Ей было шестнадцать, ему – семнадцать. Стояла необычайно тёмная августовская ночь – такая же тёмная, как сейчас. Звучала музыка. Какая? Он помнил даже это. Джо Кокер "My father the sun" с тех пор для него – музыка печали, музыка разлуки. . .
. . . В комнате было темно – точнее, полутемно: в углу горел ночник.
Они стояли у распахнутого окна, и разделяла их лишь белая полоса подоконника, упрямо не желающая исчезать в тёмном омуте ночи.
Они неотрывно смотрели друг на друга, и в голове каждого из них бешеной каруселью проносились бешеные мысли.
Чтобы заглушить их, Валентина пыталась думать только о Насте и о том, что не может позволить себе полюбить его. Ведь тогда у Насти оставалась хотя бы надежда. . . Но мысли не слушались и упрямо возвращались в круг запретных желаний. Она со страхом и удивлением прислушивалась к себе и чувствовала, что ей хочется изо всех сил рвануть глухо застёгнутый ворот его рубашки, ощутить под пальцами тепло его плеча и прикоснуться к горячим губам. . .
Миша молча смотрел на неё, и в его голубых глазах она угадывала свои собственные желания, только усиленные во много раз. Им хватило бы даже прикосновения рук, чтобы взорвать Вселенную . . .
Валентине стало страшно от своих необузданных мыслей, от той бесконечно сильной нежности, что вдруг проснулась в ней и грозила вырваться наружу. Таких бешеных страстей она не переживала ещё никогда.
Валентина заставила себя думать о Насте. Если бы не это, в те минуты она полюбила бы его на всю оставшуюся жизнь.
– Холодно, – громко и отчётливо произнесла она, и Миша вздрогнул, словно кто-то на самом деле дотронулся до него холодным скальпелем.
– Холодно, – медленно согласился он, с трудом возвращаясь в реальный мир. Машинально он стал закрывать окно, и бархатную тишину ночи разорвали бесстрастные гвозди шпингалет, падающие в неё с твёрдым металлическим стуком.
Миша прижался лбом к холодному стеклу, чтобы потушить всё ещё тлеющее в глазах пламя, и оперся обеими руками о подоконник, чтобы скрыть лёгкую дрожь в них. Он стоял спиной к Валентине, но мог абсолютно точно сказать, что она делает, словно сам видел это.
Валентина подошла к магнитофону и перевернула давно остановившуюся кассету. По комнате поплыли звуки нежной, мятующейся в невысказанной тоске музыке.
Валя постояла немного и села в кресло, прикрыв ладонью глаза. Тогда-то она и поняла, что сегодня в ней родилась женщина, странная женщина – ведьма, не знающая запретов рассудка, но окунувшая сердце в холодный ручей.
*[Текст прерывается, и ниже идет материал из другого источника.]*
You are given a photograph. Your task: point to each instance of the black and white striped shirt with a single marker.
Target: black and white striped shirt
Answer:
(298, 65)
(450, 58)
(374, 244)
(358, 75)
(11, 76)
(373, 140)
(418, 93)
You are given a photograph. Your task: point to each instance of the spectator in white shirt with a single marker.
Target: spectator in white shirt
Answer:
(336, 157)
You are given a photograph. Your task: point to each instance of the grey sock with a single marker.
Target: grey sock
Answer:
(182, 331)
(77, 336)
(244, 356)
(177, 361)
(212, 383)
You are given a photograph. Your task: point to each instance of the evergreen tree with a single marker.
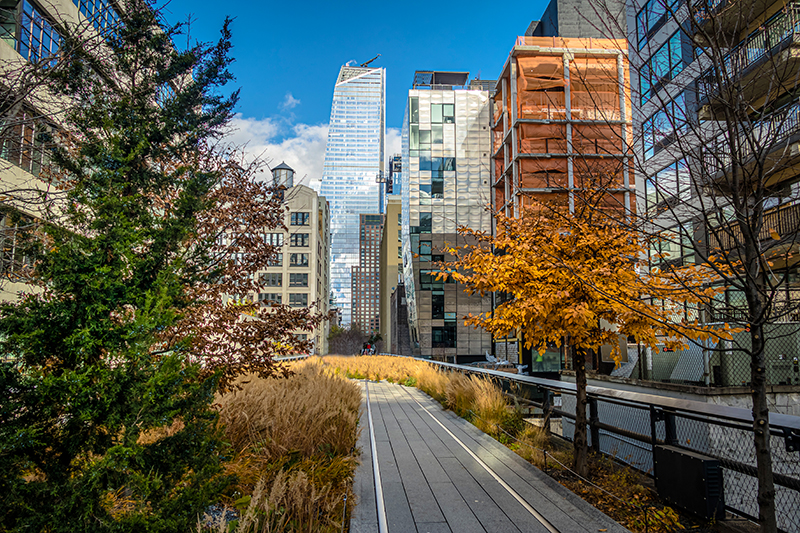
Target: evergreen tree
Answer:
(100, 430)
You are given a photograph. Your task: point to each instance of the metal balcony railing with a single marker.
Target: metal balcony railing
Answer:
(759, 137)
(778, 31)
(784, 220)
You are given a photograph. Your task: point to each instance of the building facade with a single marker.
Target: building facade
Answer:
(30, 31)
(445, 168)
(682, 143)
(390, 263)
(365, 276)
(299, 276)
(561, 122)
(354, 157)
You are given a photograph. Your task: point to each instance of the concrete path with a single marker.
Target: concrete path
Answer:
(438, 473)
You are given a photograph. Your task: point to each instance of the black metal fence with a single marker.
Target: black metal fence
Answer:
(723, 365)
(627, 425)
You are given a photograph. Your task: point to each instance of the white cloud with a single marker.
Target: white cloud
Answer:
(301, 146)
(289, 102)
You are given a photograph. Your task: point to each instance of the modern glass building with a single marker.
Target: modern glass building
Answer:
(445, 183)
(353, 159)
Противоречивые желания всё ещё туманили мозг, и Валентина крепко сжимала губы, потому что эта странная женщина всё-таки жила в ней и почти любила. И губила, поому что не может поместиться в одном сердце столько и одновременно страсти и нежности. . .
Музыка кончилась. Валентина почувствовала, что он, словно губка, впитал в себя всю сумасшедшую несбыточность этой ночи, и чуть слышно вздохнула.
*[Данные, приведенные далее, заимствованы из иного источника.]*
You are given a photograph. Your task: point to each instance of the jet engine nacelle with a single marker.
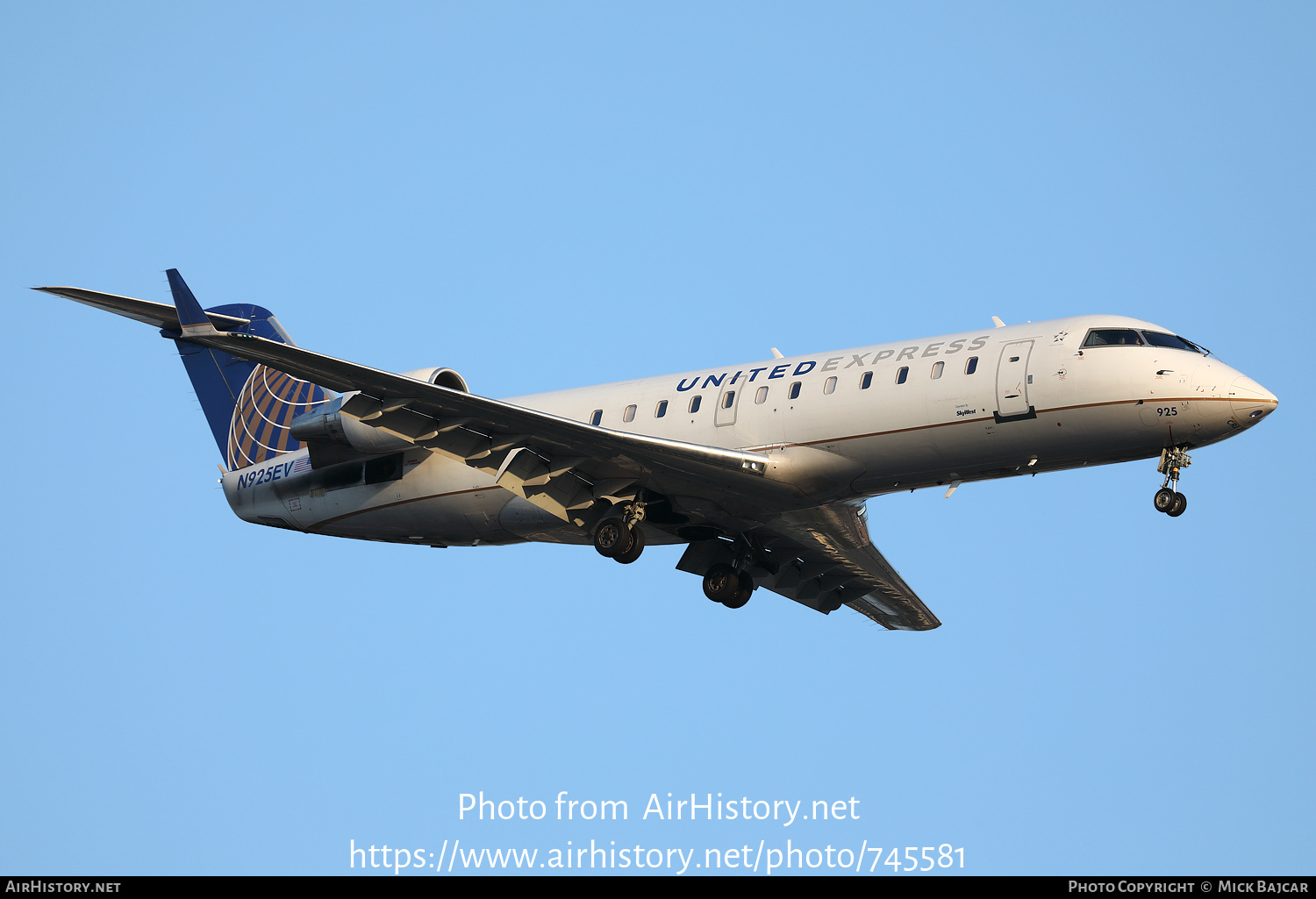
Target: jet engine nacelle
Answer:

Миша медленно обернулся – и взгляды их скрестились, как два клинка, тщательно скрывающих за холодным блеском стали жаркий огонь страсти. Миша усмехнулся и взглянул в окно.
– Светает, – сквозь зубы бросил он. И добавил с видимым усилием: – Похоже, пасмурно. Может, отложат рейс?
Валентина подошла к окну и встала рядом с ним. Волшебная ночь, в которую только и могло исполниться самое несбыточное желание, безвозвратно уходила. Она почувствовала, как больно сжалось сердце, но она ещё не знала, что теперь эта боль часто будет возвращаться в тёмные, холодные и короткие ночи, словно призрак отвергнутой ими любви.
"Теперь-то я знаю, – писала Валентина, – что
Читать далее...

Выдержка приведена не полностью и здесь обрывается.